Second letter to the Taoiseach

The Taoiseach
Dail Eireann
Dublin
Date as postmark
Dear Taoiseach,

I was very pleased that you responded to my last letter so swiftly and that you are setting up a joint Oireachtas committee to examine my suggestions.
To follow up I have another idea that you may consider and I would never have thought of it myself only that I was looking at The National Geographic station on the telly and low and behold what crops up on the screen before my eyes but a smaller version of our own greyhounds. About twenty per cent smaller…….
“Jez” said I, wouldn’t these fellows be ideal for people living in apartments, flats and bed sets.
Only one problem- these greyhound are in Guatemala!
And then I thought that you could send a delegation from the Dail headed up the Ceann Comhairle John O Donaghue. (a man with a good greyhound background in Kerry and handy with a bob - our bobs). I ‘m pretty sure these Dail boys could pick up a job lot of greyhounds at the right price. When I did further research I found out that Porto-Nova is the official capital of Guatemala but the government sit in Cotonou……. Ideal I thought these fellows are as confused as ourselves!

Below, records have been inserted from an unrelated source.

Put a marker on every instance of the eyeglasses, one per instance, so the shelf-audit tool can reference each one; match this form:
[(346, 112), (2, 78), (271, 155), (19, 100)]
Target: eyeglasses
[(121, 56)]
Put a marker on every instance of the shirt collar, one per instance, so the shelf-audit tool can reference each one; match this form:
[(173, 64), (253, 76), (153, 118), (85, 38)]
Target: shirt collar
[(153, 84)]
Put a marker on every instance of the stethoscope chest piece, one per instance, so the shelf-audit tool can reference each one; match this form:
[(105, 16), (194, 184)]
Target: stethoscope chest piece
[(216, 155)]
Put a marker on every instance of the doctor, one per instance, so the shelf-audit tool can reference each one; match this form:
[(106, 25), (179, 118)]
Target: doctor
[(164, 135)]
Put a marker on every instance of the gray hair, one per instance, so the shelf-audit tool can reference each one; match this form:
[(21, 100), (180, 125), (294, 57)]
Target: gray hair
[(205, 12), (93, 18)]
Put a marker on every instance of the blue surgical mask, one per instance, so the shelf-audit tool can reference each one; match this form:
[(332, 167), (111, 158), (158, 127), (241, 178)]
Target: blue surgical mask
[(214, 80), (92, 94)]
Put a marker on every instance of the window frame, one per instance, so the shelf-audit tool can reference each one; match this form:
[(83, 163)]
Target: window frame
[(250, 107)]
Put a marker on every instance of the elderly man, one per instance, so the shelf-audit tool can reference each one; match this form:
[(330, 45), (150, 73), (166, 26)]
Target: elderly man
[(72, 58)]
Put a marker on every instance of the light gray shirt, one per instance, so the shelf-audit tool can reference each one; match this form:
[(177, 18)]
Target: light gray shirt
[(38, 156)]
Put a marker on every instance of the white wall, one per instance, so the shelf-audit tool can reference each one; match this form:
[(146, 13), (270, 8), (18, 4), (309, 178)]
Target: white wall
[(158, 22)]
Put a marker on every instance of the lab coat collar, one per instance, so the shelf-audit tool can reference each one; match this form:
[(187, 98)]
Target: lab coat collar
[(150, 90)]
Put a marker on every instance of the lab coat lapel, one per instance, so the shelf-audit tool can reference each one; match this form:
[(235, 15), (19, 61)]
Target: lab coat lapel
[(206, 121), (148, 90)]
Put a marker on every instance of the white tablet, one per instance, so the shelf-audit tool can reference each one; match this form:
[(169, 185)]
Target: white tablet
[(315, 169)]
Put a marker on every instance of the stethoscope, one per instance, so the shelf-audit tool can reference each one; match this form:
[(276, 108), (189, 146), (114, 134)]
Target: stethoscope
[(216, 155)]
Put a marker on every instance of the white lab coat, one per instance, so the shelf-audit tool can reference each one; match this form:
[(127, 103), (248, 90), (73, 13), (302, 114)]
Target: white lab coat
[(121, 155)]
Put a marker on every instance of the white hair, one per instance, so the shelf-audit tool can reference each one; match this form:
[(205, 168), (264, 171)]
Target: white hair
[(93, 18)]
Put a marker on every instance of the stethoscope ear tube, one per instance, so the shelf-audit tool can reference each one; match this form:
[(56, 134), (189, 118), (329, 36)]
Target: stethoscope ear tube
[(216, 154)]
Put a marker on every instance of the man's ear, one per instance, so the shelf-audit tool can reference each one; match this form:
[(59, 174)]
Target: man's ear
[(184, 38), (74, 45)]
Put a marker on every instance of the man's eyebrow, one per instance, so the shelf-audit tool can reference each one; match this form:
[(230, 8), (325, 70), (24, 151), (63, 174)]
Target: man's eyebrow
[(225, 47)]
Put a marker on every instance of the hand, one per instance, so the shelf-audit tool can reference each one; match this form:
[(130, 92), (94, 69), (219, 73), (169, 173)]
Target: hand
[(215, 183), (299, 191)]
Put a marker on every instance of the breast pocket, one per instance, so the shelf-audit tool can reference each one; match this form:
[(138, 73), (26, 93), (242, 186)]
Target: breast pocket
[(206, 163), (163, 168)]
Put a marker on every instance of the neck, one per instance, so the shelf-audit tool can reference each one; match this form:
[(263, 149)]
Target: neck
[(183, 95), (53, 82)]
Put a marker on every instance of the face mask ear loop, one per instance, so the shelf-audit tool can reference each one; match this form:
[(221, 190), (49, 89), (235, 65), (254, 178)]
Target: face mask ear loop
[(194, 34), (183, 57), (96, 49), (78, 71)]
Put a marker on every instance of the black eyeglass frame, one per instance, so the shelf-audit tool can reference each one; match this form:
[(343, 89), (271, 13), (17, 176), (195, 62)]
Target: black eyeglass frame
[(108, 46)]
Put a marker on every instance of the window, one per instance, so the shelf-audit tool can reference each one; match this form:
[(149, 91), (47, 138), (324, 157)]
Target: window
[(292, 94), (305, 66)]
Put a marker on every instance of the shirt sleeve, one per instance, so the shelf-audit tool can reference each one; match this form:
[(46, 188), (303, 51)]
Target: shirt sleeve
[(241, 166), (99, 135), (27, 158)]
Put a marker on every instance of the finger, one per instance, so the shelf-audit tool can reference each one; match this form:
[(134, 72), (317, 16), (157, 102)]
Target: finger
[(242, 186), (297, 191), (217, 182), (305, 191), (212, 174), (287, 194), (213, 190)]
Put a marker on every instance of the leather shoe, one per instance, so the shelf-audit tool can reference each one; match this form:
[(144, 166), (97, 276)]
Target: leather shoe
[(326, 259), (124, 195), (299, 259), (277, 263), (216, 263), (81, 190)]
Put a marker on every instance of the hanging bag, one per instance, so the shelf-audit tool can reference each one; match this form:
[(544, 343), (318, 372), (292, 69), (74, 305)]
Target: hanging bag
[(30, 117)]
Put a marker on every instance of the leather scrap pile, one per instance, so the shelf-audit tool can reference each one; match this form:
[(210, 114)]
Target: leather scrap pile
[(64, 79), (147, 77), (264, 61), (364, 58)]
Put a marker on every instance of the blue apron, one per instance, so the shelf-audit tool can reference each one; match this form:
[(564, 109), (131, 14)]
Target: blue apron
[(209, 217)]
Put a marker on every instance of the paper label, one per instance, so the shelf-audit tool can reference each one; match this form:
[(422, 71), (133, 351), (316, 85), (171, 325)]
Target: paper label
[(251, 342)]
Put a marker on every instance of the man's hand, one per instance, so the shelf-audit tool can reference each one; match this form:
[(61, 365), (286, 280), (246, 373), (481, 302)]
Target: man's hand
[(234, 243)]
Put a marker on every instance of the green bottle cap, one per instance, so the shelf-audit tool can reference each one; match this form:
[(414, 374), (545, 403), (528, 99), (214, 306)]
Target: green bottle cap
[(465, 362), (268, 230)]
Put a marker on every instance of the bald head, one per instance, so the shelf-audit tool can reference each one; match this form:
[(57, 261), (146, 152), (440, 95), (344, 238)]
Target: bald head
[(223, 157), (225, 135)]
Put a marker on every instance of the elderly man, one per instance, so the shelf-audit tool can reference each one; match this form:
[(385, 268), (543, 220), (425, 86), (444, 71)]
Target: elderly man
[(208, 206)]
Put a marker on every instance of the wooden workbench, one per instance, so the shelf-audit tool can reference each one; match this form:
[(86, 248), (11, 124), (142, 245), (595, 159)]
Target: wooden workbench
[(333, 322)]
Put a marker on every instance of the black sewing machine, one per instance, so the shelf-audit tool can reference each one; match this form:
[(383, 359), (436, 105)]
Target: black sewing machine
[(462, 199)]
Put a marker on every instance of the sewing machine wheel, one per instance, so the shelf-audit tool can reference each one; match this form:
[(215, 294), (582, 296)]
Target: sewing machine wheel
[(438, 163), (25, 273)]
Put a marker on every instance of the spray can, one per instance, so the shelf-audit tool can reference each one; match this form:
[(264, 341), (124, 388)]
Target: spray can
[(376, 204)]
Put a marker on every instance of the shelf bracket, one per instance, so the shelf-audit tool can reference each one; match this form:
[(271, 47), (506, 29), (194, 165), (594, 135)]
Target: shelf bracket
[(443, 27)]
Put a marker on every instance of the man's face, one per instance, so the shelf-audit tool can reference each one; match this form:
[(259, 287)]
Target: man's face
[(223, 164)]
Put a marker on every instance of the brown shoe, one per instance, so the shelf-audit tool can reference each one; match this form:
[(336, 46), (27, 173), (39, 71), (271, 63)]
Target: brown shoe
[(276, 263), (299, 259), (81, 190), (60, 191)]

NAMA - remember you set them up - will have bags of fields and no idea what to do with them .
Taoiseach here is your answer!
Build greyhound stadiums on these fields all over the country – the construction alone will immediately take one hundred thousand off the live register. Like Mr Lowry don’t bother your ass about planning permission. The organisation and training of these hounds would be based on the GAA model ……..county by county basis.
The idea would be that we would have a kind on an All-Ireland for greyhounds.
Heats could be run off in the new stadiums and a selection committee could then select the teams of dogs to represent the county. Naturally the greyhounds would wear the county colours. Red for Cork …. Blue for the Dublin hounds etc …
The points system would be easy …….
Six points for a win…
Five for second and so on
Each team would consist of six greyhounds and three subs. The team with the greatest number of points would be crowned the All-Ireland champions. Instead of issuing medals the idea would be to give every hound a slab of Madra dog food …well in keeping with the Irish theme.
Paddy Power would be in charge of the betting.
If by chance any tourist strayed into the country to see the racing it could be explained that the Kilkenny dogs are actually dogs and not cats …. Lest they think we are blinkin mad!
Taoiseach, I am sure that by now I have established my credentials as a lateral thinker of exceptional talent, perhaps you might consider me for a small advisory role in the department…… I don’t even want a motor car!
I have to go now because the wife is ringing the GP to get my medication reduced.